The first factor that will be reviewed is the time spent at the various locales. It is crucial that greater than 184 days be spent in Florida, and that such time be quality time. In other words, a client should undertake the kinds of activities that might normally be expected of a permanent resident, such as social activities and physicians’ visits, within the state. Vacations and occasional visits to family out of the state should not count against the individual, but it is helpful if family visits in Florida as much as is practical.
 
An additional trap that catches a number of people each year is the “retired” entrepreneur who does not really hand his business over to his successors. If an individual business owner or manager constantly calls, faxes, and emails to participate in making decisions or policy, or to supervise or to manage the business, an auditor will not be impressed by the fact that the individual physically left the state. The functional test of discontinuing the conduct of business in a state is not met simply by relocating if active management functions continue.
 
Another factor is the relative size of the residence in each state. Clearly, keeping the $10,000,000 family mansion in New York State and a $500,000 condominium unit here in Florida implies that the owner places more importance on life in New York than in Florida, especially if the Florida condominium is in a project typically occupied by non-residents.

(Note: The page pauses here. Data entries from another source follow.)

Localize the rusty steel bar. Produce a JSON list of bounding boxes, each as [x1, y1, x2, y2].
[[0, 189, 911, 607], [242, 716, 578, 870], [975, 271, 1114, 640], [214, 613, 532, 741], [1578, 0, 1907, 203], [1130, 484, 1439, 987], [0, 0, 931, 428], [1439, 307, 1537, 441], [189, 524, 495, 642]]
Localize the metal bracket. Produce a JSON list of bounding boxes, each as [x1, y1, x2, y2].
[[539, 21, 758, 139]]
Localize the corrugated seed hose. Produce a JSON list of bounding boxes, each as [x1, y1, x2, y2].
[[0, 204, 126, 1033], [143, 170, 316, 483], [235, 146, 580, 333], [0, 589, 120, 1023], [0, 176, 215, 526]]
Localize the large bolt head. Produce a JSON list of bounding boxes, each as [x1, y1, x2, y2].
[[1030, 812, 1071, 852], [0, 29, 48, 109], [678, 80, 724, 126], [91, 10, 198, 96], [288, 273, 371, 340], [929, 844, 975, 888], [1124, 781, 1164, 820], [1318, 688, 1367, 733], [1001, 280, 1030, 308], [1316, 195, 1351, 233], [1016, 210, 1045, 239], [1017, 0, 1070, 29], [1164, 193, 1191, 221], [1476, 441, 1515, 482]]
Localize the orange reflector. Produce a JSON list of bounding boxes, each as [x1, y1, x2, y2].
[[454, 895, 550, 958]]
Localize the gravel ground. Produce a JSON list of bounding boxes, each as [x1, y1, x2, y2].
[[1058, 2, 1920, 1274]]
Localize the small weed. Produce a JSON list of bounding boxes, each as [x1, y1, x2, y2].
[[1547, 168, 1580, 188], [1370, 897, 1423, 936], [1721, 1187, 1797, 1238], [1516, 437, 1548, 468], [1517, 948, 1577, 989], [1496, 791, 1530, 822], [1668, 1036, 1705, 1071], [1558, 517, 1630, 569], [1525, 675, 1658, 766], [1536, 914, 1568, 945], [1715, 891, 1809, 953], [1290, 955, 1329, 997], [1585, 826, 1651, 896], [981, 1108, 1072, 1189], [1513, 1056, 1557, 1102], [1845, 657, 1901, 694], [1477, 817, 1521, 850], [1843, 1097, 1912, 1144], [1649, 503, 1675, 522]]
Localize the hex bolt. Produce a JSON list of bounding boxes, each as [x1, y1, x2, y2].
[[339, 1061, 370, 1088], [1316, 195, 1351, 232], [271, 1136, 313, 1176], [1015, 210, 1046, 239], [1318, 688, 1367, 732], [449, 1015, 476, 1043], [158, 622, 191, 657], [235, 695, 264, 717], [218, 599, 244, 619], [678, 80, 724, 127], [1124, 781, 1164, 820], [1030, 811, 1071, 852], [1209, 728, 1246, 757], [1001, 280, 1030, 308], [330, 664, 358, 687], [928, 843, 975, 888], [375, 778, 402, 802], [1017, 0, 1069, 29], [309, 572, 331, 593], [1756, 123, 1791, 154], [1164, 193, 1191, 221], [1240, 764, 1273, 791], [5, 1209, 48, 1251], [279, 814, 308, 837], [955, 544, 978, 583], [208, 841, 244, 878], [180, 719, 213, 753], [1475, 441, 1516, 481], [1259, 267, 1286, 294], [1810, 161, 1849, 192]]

It may therefore behoove the would-be Floridian to sell the large residence located elsewhere and to buy something smaller in that state, if a residence will be maintained there.
An auditor may look at the kinds of furniture, furnishings and personal items kept in each locale. Often known as the “teddy bear rule”, the theory is that a person will keep items of significant sentimental value in his or her permanent place of residence. The items in question need not be expensive (although they could be items such as important artwork), but might include photo albums and family portraits, collections of favorite books, and family heirlooms.  
 
In close questions, there are other factors that an auditor may consider in determining domicile. The important thing is that clients be aware that these issues exist, that they can have serious repercussions, and that inquiries from a former state be answered only with the assistance of counsel or their CPA. Seemingly innocuous or routine inquiries may be the prelude to a more serious investigation and audit.